CatMatMay 7, 2014 4:56 AM

@Skeptical: At a minimum he could have fled the country only with documents that he believed exposed wrongdoing and were necessary to publish.

This made me think of an another aspect of Snowden's actions that doesn't seem to get discussed much. Think of this message: "These are the kind of documents I was given access to as an outside contractor. I was not the only contractor, just the only one to go public."


VatosMay 7, 2014 8:00 AM

The idea that Snowden should simply have selected those documents he absolutely needed, does not strike me as a good one.

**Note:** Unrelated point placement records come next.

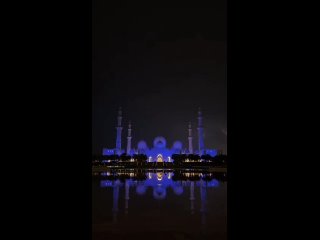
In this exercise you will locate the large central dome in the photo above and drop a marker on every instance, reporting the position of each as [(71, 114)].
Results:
[(159, 142)]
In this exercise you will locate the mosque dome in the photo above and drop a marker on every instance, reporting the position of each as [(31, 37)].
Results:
[(159, 142), (177, 145), (178, 190), (159, 193), (142, 145)]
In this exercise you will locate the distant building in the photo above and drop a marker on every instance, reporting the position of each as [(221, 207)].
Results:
[(159, 152)]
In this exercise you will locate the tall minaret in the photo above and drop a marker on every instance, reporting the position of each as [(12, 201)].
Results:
[(115, 208), (200, 133), (119, 129), (203, 197), (127, 187), (192, 198), (190, 139), (129, 139)]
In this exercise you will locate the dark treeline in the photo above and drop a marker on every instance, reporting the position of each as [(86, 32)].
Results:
[(179, 160)]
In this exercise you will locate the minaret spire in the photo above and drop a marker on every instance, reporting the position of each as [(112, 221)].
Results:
[(200, 133), (129, 139), (119, 129), (190, 138)]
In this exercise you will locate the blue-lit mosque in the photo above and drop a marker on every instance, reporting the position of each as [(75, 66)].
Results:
[(159, 152)]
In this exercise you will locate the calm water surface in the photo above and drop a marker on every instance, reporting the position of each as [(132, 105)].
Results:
[(159, 204)]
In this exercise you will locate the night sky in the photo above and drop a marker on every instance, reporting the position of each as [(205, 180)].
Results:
[(159, 65)]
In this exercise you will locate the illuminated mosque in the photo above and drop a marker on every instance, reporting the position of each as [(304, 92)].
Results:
[(159, 152)]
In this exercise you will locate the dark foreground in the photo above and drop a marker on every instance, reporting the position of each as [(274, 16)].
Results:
[(159, 204)]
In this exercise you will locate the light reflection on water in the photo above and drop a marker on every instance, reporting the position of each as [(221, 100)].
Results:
[(127, 204)]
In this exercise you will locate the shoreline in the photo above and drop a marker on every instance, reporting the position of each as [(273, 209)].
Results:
[(211, 169)]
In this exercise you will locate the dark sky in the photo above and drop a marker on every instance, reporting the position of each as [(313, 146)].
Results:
[(159, 65)]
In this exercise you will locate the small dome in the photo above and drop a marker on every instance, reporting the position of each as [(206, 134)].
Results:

For all he knew, he had to grab as much as he could so that they would be available for scrutiny later on. He presumably would not be able to go back for more.

JerryHMay 8, 2014 1:37 AM

Shocking! The NSA mandate is to exceed its mandate.
The NSA is out of control? Golly, who knew?

Was the article in Wired about Alexander a month
after Snowden left his job a coincidence? It was
probably done long b4 & rushed to publication.
Did it mention Snowden? Of course not.

(Remember John Ashcroft saying he didn't
remember or denied ever saying to the acting FBI
director b4 911 that he would fire anyone who
mentioned the word terrorist? And no Ashcroft
didn't plan 911, Cheney didn't either...but Ashcroft
probably did say that but all he had to do is deny
and lie & who is to say otherwise besides the FBI guy?)

Did the 800, 000 private corporate contractors
(like Snoden)
hired post 911 know about the the fact that private &
public security were out of control? Well yeah, they
did which is why he got posted to a facility that hadn't
yet updated their internal security. He was also
in touch with Greenwald a month before he even got
the job at Booz Allen.

And no, Snowden wasn't in touch with foreign agents.
If he had political backing from politicians in this country
before hand we will never know about it but we might
see major headlines from Snowden before either the
2014 or 2016 elections & we might see him back here
as a martyr to civil liberties.

Private armies? The additional army of DHS, FBI,
NSA that were hired in addition to the above 800,000
in an unofficial stimulus to the southern economies
of Virginia, Maryland & DC. Was that plus tax cuts
during 2 wars designed to bankrupt the country or
at least crowd out everything else?
Yes it was. That's the 1st time the entire cost of
war was past into future budgets. Like Obama's for
instance.

I feel like expressing false outrage. But I would only
do so if I were MIA from reality since 2000. I would
do so if I thought for a second that PRISM, restarted
2007, was the worst thing perpetrated by private &
public security on average ppl in the US. PRISM is
laughable but it keeps ppl distracted. The IRS?
A non-story. Something "small Gov. conservatives"
like Pat Buchanan would laugh at when fondly
remembering his Nixon days when the FBI was
authorized to harass journalists like Daniel Shore.

And how much of all of it is just political theater
with the NRA going crazy with lines like, "are we
gonna let them shove this threat to freedom & liberty
down ah throats?" Or Ron Paul's line applied to
everything, "are we gonna just lay back & take it?"
Something you'd expect from a fake actor Alex Jones.

Nick PMay 8, 2014 11:45 AM

@ JeffH

NSA isn't exceeding their mandate: their mandate is so large it implies they should do everything they're doing. I wrote about that, how it developed, and what it takes to deal with here. Spoiler alert: none of it is NSA's fault as they're just doing what they were expected to do. Change their requirements, incentives and amount of accountability, the other stuff will change naturally (or can be forced out). So far, the public and Congress have either pushed them toward or accepted every step on the path that led to all this. So, I blame them & say both should vote us out of this problem.